I cannot stop repeating the name.  If only someone would not toss out my overripe bananas.


----------



## GotGarlic (Nov 2, 2014)

You gotta sneak them into the freezer, Kathleen!


----------



## Kathleen (Nov 2, 2014)

GotGarlic said:


> You gotta sneak them into the freezer, Kathleen!



I don't think it would last that long, GG!


----------



## GotGarlic (Nov 3, 2014)

I meant the bananas, silly!


----------



## Kathleen (Nov 4, 2014)

I try.  I try.


----------



## Chief Longwind Of The North (Nov 4, 2014)

Ok, we all know I hate the flavor of alcoholic beverages, and anything that's cooked with them for the most part.  But we also know that most people love things like Bananas Foster.  So with that in mind, what if after baking, and letting your desert bread cool, you were to pour a little rum on top and ignite it, or maybe serve up slices of your banana bread with Bananas Foster on top?

Just a thought.

Seeeeeeya; Chief Longwind of the north


----------



## medtran49 (Nov 5, 2014)

Chief Longwind Of The North said:


> Ok, we all know I hate the flavor of alcoholic beverages, and anything that's cooked with them for the most part. But we also know that most people love things like Bananas Foster.

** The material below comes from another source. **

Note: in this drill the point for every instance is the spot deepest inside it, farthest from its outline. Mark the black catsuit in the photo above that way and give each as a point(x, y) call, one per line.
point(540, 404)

So with that in mind, what if after baking, and letting your desert bread cool, you were to pour a little rum on top and ignite it, or maybe serve up slices of your banana bread with Bananas Foster on top?
> 
> Just a thought.
> 
> Seeeeeeya; Chief Longwind of the north


 
We've done it with Banana Foster's on top with just regular banana bread before.  YUMMY!


----------